When they arrived, they agreed the creature was probably male, though it was hard to tell. The Marzalotipan had claw-like feet which laid fat to the ground and carried the creature well enough. It had pants of a sort, and a shirt, but mostly feathers. It was roughly human size and shape with two green eyes that showed a sharp intelligence and probably two ears beneath all the feathers. It had a beak for a nose, but its lower lip that hid the teeth looked puffy, but normal enough. And it had two hands at the end of two arms that were wing-like, but clearly not wing-like enough for flight.
Lockhart spoke first for the travelers. “Do you have a permit?”
The Mazalotipan ignored his comment as his eyes seemed glued to the horses. “I suppose the beasts of burden are not for sale,” he said. He looked up into their faces and appeared to smile. “Mind you, I have a Sevarese ground transport on board that could whisk you to your destination in no time and no trouble.”
“What do you take in trade?” Alexis asked.
“Precious metals, fuel stocks, uranium or plutonium if you have any, precious gems. Diamonds and rubies are especially valuable if cut in the right way. Any advanced equipment.” He looked at Elder Stow and cocked his head as if trying to figure out what the Elder had and how it might work. Elder Stow said nothing. He knew his equipment was thousands of years more advanced than anything the Marzalotipan had ever seen. “I take planetary artifacts if I feel there is a market.”
“We haven’t got –“ Katie started to speak, but the Marzalotipan interrupted.
“Those projectile weapons look to be well made. Might I see a demonstration?” He whistled and a floating ball came to his side. He attached a foot-long square of something like wood or plastic to it and sent it out five hundred feet to hover over the grass.
Decker, as expected, had his rifle out and ready. He took a second to attach his scope and fired a short round at the target. He figured it would not hurt to give the bird-man a little demonstration.

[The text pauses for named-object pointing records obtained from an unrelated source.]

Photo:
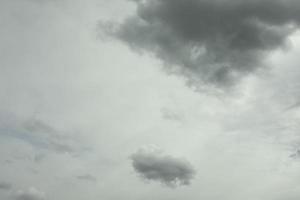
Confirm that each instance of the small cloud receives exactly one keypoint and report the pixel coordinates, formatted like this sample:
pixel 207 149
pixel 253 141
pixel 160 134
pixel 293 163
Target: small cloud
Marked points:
pixel 30 194
pixel 296 155
pixel 5 186
pixel 169 114
pixel 155 166
pixel 87 177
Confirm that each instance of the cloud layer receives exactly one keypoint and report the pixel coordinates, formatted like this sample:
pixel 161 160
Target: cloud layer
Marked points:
pixel 5 186
pixel 163 168
pixel 30 194
pixel 210 41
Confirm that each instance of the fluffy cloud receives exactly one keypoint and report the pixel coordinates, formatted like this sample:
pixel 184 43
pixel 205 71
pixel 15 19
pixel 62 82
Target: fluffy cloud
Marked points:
pixel 210 41
pixel 153 165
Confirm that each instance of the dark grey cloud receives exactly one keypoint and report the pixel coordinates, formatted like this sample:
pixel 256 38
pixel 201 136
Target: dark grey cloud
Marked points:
pixel 163 168
pixel 87 177
pixel 210 41
pixel 5 186
pixel 30 194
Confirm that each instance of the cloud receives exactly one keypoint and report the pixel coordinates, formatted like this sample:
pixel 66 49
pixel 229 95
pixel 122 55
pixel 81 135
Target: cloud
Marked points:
pixel 154 165
pixel 209 41
pixel 87 177
pixel 5 186
pixel 30 194
pixel 37 133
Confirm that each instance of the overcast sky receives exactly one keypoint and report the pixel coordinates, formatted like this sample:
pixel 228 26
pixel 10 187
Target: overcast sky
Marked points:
pixel 149 99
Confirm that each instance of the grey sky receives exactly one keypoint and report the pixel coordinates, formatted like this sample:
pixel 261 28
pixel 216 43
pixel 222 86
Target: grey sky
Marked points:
pixel 76 108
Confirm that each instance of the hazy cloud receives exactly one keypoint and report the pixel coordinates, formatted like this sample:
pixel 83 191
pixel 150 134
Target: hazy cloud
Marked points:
pixel 154 165
pixel 30 194
pixel 37 133
pixel 211 41
pixel 87 177
pixel 5 186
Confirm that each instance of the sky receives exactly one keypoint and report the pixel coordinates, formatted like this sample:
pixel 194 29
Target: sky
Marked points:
pixel 149 99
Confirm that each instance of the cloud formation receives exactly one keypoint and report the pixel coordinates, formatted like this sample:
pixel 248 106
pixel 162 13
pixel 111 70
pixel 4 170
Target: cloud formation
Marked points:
pixel 30 194
pixel 5 186
pixel 210 41
pixel 153 165
pixel 87 177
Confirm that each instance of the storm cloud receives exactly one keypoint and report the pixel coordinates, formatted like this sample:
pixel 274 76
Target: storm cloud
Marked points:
pixel 215 42
pixel 163 168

“Very good,” the Marzalotipan said as the target whipped in close and he changed to a second target, sent it out again and picked up a weird looking rifle. He fired and obliterated the target. “Mind you, this Blueblood canon has a wide angle attachment guaranteed to ruin any oncoming horde. But I might let it go if you have a second projectile weapon.”
“Elder Stow?” Katie noticed the Elder moved close to some of the non-lethal equipment on display.

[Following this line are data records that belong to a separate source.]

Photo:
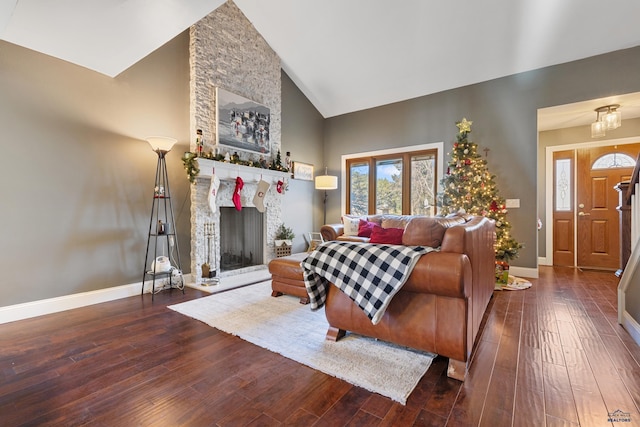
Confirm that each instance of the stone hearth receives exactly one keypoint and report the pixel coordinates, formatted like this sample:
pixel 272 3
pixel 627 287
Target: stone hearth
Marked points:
pixel 202 214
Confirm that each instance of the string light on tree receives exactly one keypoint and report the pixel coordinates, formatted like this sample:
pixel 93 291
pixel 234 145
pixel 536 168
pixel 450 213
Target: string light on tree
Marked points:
pixel 468 186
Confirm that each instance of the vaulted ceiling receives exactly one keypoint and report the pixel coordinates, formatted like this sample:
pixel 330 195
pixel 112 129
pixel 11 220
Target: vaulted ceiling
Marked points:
pixel 345 55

“Wondering if he has something to charge up my equipment. You know my weapon does not have a limitless charge.”
“Gott-Druk? Did I say that correctly?” People nodded. “We have a fine assortment of the latest Gott-Druk weapons and equipment.”
“And how did you come by it?” Lincoln asked while he watched Boston and Alexis dismount and move up to some of the cloth on display.
“All fair trade, or properly scavenged,” the Marzalotipan said. “There is a war on out there you know. Now that is the finest Dilodian silk. It was made out of, I would have to call it spider webs for you purposes. See how lovely, how it changes colors in the wind.” The cloth rippled with dark red, green. blue and purple strands.
“People!” Lockhart raised his voice to get everyone’s attention. The travelers all stopped what they were doing and returned to their horses. “We are not here to buy.” Lockhart turned to the Marzalotipan. “This planet is off limits as far as I know.”
“To fair trade?” The Marzalotipan acted like that was unheard of.
“You need a written permit from the Kairos. Boston. Distance?”
Boston pulled out her amulet. She looked up in the correct direction and took a moment to calculate. “Roughly twenty five miles that way,” she pointed where she was looking before she got back up on her horse.
“You get authorization to trade on this planet, then maybe we will talk.”
“Is it a city? Did I miss it in my initial survey of the land?”
Lockhart shook his head. “I don’t know his disposition. But his name –,“ he looked at Lincoln.
“Wir’a,” Lincoln said.
“Go to where you find people and ask for Wir’a.” Lockhart turned his horse to the grasslands. The others followed, though Alexis looked back once at the Dilodian silk.